The development of Media server on top of standard Java was started 3 years ago and all that time we were trying to avoid implementation of real time scheduler and reach suitable results using Java threads model only. There was several reasons to stick to this way. In addition, for our justification we can say we don't need hard real time system and can agree on a system with small miss rate value and jitter. So it was subject for try... At the early stage when server was running not big set of mostly equivalent tasks the round robin thread pool model was working more or less but with each release server became more and more complex and gain the problem of scheduler more and more as well.

Version 2.1.0.BETA1 was a final and agonized try to make this system working. The development of next version started from the deep analysis of scheduling algorithms and now ended with full server refactoring.

Generally, media server is a system where time critical processes must be executed under timeline limitations which is usually decribed as term deadline. Task must be completed or its execution must start before the deadline. Thus we need first of all to implement task scheduler which will allow us execute time critical tasks.

The global task of real time scheduling is quite important for computer industry so it is well studied in many works. As result, different algorithms of scheduling were designed as well but unfortunately none of such algorithms is available in standard Java by default. Of cource there is an extension called RTSJ (JSR-1) but it is not available for all OSes and it is expensive. Defintely, all known scheduling algorithms are optimal if preemtive what cause high level of CPU control and thus dependency from OS capabilities. So not even any OS can be suitable for implementing real time scheduler. In this sense, implementation of crossplatform such scheduler using Java does not seems real at all. No need to try it even. Instead, let's look is it possible to adopt one of the known algorithm for the media processing task exactly and implement it on Java.

The media processing supposes loses. The encoded and then decoded signal never matches to the original signal but senses of humans are not able to recognize the difference. It means that we can make deadline softer and try to minimize the mistake. This is assumption quite extends the limits.

From the other side, the Java virtual machine actually deattaches us from the real CPUs what allowes us to consider it mostly like uniprocessor system.

These facts bring us to the idea to choose the scheduler with EDF policy as a starting point. We will assign priority to the task and put tasks into the priority queue while JVM will execute one task after another without preemption.

The EDF scheduling is feasible if

where $c_{i}$ is worst case execution time and $T_{i}$ is period of i-task. At this stage let's note that media server runs big number of tasks of same type: IO, transcoding, relay, etc. This makes the total analysis more simple and allows to find the strategy of feasible scheduling for all types of media tasks. However since we can not implement preemtion it is impossible to guarantee that such scheduling will be feasible all the time. And it is obvious that error in terms of deadline will be proportional to the following value

where c - is task execution time and N - number of independant threads (or CPUs behind jvm). It is easy to see that the error is reduced with execution time and with increasing number of processors. Or in numbers for 1 millisecond worst case execution time we will have jitter about

 Number of processors jitter,ms 2 0,5 4 0,25 8 0,125 16 0,064

As we can see 4 CPUs gives us already perfect number even without preemption and this estimation perfectly matches to our test results. Awesome! However it is not the end of the story yet. There is still underwater stone - dispersion.

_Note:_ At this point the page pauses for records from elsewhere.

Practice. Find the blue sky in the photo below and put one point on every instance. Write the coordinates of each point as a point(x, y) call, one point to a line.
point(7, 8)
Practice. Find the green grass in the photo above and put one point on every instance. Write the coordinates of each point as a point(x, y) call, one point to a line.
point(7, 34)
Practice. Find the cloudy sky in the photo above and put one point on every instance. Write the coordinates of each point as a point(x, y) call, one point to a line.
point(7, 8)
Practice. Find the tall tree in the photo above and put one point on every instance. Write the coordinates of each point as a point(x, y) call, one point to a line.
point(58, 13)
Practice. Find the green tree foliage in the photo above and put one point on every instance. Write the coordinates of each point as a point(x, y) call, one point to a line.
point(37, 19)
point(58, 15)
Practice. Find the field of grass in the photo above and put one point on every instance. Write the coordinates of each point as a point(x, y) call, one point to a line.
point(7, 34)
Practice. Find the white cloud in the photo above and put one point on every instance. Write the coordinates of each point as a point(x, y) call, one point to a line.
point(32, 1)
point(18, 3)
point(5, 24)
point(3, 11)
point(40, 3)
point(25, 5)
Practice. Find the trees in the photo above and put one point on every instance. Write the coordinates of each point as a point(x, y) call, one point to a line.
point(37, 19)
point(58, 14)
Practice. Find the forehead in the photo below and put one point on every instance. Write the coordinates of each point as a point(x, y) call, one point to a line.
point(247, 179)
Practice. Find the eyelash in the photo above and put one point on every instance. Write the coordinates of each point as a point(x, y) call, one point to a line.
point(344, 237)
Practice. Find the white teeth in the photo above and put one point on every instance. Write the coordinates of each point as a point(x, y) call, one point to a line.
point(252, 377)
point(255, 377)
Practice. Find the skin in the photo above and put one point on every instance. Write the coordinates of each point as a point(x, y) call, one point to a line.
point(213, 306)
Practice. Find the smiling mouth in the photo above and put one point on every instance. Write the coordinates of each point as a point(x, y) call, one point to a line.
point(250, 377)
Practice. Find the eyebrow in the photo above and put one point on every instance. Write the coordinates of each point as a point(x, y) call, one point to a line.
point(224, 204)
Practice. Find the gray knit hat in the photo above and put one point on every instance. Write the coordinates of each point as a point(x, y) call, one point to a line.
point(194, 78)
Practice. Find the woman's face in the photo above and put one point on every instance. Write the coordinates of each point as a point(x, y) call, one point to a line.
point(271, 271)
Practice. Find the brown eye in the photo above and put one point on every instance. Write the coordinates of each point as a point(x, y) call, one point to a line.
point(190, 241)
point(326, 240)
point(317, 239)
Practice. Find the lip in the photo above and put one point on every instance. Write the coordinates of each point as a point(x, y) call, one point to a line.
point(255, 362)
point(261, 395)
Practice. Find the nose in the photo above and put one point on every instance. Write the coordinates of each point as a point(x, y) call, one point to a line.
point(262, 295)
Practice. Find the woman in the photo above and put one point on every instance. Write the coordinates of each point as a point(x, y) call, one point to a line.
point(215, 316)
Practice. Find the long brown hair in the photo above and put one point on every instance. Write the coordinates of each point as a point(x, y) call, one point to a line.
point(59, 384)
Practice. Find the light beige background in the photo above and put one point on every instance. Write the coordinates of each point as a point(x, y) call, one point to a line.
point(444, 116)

Let's run same tasks a lot of times and check the execution time. At the end of test we will have set of different values grouped around some middle value. It is possible to draw the distribution of the execution time as following diagram

Where $\mu$ is probalistic mean for execution time and dispersion is $\sigma$.

The dispersion is explained by the several facts:
- jvm activity like JIT compiling
- CPU sharing
- Garbage collection
- Object resizing

Let's ignore what is a reason of dispersion and try to understad how is it dangerous for us? Since execution time is random value with some distribution then each member of the equation (1) $c_{i}/T_{i}$ will be random value as well with same distribution amd then following to Tchebyshev's Central Limit Theorem (CLT) the sum of n such varibales will tend to normal distribution with probabilistic mean n*$\mu$ and dispersion $\sigma^{2}$. So dispersion growth like square! (beeeeeeeeeeeeep).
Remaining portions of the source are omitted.